TITEASCRAMP's readings are metric.

Yes I know she said that. So are mine. Maybe hers are imperial after all?

TITEASCRAMP

Yes my bills are £28 DD and do cover usage.
I have tried turning it off at night like sugested and the usage has gone down by .6 of a unit. per day.
Just to add I assumed mine were metric because the meter was only installed about 6 months ago.
I live in a 80 yr old property.

WestonDave

Part of the problem is surely the difference between controlled scientific experiment and what happens in a real house with real people once many of the control present in the experiment are removed.

Of course in an imperfectly insulated house, with a reasonable temperature gradient between inside and out, it will cost more to keep that house at 18C 24/7 than to heat it to that level for 2+1 hours a day all else being equal.

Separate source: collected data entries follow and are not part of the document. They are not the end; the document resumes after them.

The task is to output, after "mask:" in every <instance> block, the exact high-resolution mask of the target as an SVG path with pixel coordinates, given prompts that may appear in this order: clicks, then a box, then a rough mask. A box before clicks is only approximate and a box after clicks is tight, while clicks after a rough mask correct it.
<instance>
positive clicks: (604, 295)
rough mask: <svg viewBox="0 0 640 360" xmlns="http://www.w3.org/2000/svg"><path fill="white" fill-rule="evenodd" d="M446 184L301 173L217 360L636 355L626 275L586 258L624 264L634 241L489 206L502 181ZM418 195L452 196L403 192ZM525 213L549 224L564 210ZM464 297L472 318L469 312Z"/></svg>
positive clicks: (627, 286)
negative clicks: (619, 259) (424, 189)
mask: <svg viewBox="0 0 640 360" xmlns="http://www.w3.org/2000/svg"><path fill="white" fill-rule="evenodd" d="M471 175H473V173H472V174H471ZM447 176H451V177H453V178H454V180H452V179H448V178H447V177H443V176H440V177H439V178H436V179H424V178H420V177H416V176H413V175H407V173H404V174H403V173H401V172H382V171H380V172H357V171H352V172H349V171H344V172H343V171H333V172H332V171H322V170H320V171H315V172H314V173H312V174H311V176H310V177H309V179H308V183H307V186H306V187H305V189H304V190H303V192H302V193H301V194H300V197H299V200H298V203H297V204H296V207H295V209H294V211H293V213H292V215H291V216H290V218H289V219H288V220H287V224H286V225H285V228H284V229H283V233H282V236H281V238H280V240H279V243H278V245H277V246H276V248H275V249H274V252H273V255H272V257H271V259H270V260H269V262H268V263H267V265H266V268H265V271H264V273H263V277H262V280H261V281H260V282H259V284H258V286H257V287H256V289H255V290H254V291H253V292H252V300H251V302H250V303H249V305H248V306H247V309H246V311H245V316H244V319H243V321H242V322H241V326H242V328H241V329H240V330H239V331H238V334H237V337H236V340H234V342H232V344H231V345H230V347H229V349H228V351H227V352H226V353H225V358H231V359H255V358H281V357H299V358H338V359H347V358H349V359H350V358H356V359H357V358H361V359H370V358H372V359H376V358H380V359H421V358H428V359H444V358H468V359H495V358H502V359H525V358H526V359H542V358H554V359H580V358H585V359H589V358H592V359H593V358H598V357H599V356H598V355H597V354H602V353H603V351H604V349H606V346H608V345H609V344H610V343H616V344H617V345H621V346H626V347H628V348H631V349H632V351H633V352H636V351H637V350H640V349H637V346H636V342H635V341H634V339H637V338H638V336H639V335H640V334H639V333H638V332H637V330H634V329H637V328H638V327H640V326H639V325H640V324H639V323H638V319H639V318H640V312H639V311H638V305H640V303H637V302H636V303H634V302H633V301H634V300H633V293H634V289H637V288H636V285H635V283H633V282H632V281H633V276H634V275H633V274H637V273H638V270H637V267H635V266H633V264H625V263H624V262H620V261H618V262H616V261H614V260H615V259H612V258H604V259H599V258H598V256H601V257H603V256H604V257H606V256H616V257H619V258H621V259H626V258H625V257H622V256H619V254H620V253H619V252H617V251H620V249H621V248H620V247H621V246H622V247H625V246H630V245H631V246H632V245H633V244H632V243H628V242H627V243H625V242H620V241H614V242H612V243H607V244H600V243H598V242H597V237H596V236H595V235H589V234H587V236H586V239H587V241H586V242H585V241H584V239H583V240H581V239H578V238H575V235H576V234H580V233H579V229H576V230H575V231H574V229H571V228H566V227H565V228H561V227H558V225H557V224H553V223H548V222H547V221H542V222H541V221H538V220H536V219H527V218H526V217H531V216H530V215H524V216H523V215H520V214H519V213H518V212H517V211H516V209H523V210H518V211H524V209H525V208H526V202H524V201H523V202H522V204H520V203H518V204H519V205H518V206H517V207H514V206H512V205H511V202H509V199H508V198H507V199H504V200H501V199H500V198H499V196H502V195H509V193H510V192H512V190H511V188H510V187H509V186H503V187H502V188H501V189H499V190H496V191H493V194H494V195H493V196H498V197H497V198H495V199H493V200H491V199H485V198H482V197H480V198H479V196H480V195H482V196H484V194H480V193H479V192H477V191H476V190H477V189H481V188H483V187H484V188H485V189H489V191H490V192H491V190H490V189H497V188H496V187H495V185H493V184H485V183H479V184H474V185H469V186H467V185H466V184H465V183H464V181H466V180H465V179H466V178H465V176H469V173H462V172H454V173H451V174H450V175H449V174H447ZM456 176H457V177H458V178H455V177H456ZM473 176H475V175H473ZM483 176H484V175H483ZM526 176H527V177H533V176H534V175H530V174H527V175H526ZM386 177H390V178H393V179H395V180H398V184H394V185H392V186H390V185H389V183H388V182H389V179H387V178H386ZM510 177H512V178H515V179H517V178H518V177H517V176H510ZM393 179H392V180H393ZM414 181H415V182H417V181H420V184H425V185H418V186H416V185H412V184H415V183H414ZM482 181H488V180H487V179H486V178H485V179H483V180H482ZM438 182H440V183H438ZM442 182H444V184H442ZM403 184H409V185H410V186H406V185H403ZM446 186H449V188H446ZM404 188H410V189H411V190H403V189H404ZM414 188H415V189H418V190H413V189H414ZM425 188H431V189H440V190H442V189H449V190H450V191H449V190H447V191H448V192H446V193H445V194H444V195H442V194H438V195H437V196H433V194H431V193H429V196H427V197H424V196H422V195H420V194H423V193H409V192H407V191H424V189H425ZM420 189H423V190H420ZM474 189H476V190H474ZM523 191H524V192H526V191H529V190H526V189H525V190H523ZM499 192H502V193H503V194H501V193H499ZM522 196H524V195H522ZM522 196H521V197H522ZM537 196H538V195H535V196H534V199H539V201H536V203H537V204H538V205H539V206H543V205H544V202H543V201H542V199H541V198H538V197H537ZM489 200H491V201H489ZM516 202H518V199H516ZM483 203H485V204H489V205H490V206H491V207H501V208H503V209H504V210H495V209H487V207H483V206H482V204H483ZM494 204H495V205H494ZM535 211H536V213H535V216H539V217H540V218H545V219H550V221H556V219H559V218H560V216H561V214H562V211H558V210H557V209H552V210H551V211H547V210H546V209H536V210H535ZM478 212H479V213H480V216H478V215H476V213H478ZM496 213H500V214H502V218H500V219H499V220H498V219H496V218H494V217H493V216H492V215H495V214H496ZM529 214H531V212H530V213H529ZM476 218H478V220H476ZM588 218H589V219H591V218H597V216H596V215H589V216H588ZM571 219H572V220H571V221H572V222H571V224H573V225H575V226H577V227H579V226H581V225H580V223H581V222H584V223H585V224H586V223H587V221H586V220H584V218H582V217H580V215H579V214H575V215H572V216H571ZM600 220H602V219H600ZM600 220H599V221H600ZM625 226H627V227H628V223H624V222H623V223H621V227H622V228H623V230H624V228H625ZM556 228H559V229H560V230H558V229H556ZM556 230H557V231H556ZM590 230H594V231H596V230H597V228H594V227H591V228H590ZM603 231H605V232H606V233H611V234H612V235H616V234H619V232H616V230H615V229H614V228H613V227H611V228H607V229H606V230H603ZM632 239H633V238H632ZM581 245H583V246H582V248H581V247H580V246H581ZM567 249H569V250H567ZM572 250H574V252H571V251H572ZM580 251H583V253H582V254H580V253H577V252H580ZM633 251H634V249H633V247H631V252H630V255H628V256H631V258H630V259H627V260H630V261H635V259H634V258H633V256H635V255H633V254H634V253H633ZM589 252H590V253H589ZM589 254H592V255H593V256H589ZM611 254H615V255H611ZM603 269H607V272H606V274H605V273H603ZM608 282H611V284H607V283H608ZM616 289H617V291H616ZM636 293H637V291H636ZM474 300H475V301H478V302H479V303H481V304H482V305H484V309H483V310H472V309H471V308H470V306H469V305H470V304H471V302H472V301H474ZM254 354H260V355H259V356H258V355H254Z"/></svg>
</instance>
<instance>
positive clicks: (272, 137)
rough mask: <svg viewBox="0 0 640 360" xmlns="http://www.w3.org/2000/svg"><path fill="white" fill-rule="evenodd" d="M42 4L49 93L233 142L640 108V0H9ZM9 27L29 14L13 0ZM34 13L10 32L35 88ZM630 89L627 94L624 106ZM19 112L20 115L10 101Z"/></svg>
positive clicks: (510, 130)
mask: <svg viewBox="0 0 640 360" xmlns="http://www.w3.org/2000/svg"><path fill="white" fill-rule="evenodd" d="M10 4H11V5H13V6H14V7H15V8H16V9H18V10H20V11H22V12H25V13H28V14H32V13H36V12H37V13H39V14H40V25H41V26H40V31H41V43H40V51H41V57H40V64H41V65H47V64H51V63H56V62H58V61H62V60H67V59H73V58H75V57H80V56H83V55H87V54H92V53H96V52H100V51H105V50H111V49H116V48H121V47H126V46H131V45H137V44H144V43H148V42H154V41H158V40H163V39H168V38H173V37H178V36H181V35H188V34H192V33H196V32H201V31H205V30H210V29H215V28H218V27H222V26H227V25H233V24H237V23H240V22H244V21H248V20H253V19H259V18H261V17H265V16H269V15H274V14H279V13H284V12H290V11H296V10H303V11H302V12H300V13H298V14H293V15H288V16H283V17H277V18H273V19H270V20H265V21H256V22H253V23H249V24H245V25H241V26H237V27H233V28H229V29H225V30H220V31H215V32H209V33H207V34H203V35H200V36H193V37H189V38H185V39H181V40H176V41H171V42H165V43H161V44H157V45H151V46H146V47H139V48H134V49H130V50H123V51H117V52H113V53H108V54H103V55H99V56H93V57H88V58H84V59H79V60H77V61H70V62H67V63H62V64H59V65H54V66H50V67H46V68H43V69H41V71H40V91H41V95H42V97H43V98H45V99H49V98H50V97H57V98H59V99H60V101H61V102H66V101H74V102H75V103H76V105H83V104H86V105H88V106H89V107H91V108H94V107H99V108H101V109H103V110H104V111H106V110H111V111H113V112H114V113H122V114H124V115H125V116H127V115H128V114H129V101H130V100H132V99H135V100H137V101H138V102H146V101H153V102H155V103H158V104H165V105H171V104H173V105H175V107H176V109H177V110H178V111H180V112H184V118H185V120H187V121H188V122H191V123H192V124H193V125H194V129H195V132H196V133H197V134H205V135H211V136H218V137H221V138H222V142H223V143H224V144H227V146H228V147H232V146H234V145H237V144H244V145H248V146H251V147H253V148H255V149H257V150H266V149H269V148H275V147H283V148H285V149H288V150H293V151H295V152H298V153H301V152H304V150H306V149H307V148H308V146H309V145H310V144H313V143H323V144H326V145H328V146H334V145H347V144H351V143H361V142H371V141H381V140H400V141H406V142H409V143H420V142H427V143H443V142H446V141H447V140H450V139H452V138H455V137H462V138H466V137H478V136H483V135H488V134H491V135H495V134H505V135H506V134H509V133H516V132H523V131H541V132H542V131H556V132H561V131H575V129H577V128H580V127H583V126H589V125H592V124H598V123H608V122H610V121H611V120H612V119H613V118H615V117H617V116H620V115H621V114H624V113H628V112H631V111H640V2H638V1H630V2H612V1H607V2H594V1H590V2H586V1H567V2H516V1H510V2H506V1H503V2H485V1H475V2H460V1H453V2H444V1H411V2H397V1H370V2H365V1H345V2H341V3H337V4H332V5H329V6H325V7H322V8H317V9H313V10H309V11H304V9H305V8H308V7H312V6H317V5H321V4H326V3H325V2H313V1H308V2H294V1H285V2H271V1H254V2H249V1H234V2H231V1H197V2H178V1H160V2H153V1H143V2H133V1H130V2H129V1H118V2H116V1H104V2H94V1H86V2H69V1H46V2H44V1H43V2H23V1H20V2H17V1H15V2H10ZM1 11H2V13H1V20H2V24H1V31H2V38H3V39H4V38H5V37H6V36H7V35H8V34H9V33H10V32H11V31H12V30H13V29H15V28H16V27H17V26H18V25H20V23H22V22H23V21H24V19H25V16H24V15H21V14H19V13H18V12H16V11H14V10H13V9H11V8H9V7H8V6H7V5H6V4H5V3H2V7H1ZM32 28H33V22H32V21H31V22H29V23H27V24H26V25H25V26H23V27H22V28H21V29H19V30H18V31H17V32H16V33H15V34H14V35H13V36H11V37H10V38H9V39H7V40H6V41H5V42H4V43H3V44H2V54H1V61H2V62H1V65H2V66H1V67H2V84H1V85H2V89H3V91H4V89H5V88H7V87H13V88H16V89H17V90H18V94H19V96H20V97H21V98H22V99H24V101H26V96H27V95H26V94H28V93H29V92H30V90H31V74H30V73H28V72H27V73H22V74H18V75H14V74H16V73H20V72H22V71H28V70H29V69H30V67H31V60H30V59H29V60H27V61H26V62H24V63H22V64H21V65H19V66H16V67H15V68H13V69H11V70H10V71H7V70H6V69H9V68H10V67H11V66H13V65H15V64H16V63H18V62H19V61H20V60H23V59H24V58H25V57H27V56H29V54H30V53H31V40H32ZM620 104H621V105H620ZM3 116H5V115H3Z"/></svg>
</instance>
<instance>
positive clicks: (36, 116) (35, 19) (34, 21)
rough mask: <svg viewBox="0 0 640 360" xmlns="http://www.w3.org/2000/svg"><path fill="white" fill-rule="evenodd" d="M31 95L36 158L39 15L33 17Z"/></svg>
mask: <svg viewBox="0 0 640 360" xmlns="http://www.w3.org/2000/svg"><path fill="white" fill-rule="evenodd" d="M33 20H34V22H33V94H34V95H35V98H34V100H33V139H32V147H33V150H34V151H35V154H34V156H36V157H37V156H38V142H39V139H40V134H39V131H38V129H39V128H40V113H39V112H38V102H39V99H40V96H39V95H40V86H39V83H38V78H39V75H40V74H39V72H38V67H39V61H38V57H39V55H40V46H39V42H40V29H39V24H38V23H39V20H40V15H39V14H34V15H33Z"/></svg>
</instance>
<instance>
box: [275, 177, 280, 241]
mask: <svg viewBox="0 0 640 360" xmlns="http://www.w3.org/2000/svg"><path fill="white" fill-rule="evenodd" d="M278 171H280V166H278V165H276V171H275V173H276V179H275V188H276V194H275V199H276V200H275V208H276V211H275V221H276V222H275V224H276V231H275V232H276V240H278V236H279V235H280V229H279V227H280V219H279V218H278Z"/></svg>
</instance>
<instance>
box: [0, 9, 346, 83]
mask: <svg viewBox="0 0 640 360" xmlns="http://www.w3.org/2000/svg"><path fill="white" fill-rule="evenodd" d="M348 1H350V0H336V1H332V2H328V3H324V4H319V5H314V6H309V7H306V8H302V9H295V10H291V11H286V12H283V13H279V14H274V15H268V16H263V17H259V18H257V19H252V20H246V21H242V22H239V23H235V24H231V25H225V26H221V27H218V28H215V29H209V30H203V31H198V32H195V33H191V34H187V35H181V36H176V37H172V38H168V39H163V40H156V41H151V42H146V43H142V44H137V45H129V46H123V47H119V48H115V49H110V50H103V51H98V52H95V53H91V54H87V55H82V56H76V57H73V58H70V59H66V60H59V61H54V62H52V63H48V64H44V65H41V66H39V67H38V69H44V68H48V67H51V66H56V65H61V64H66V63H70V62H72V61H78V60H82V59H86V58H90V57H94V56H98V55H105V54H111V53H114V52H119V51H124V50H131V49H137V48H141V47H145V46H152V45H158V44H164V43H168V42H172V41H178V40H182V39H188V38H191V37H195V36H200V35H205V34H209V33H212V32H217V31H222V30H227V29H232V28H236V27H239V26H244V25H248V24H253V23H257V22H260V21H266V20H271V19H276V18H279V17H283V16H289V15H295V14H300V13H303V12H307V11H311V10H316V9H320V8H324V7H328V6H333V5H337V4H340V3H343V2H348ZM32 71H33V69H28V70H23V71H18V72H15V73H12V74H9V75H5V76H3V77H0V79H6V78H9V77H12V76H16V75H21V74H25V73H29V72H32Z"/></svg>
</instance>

However here lies the rub. Firstly we aren't measuring in tiny units of measurement. £1 is roughly 4 or 5 Kwh of electricity - that's at least 240,000 Watts difference to make even a slightly statistically significant difference in bills. By the time they've messed with the charge rates since last year as well that means you've got to see fairly massive differences to stick another £10 on a quarterly bill.

Secondly if Titeascramp's house is anything like mine, its pretty much maintaining its own heat at present due to the relatively mild conditions outside. Although my heating is on 24/7 set at 17C during the day and 14C at night (in reality its probably only drifting to about 15 at worst), the only time it actually fires, is for about half an hour in the morning to overcome the down drift overnight. So my system is mimicking one which is timed for a couple of hours in the morning. That is due to the house having double glazing, loft and wall insulation plus 2 adults and 2 kids using other heat sources in the house as well as generating their own body heat.

Finally I'm willing to bet that if you took two real life scenarios, you would not find one heating to 18C 24/7 and the other heating to 18C for 3 hours a day because quite simply in the latter case the loss between heats would make the house uncomfortable if 18C is the minimum comfortable temperature. It is therefore more likely that in the second scenario the house is heated higher - say 22C in order to allow for the loss during the day. That house will be less comfortable to be in - too hot at some points and too cold (amplified by the overheating earlier!) at others.

I guess in short my point is that in real life, too many of the controls and assumptions which are used to make good scientific theories don't hold true which seriously undermines the practical application of the science.

Cardew is right in the pure sense but I can see how Titeascramp is seeing what he is seeing because in monetary terms its so hard to see a real difference.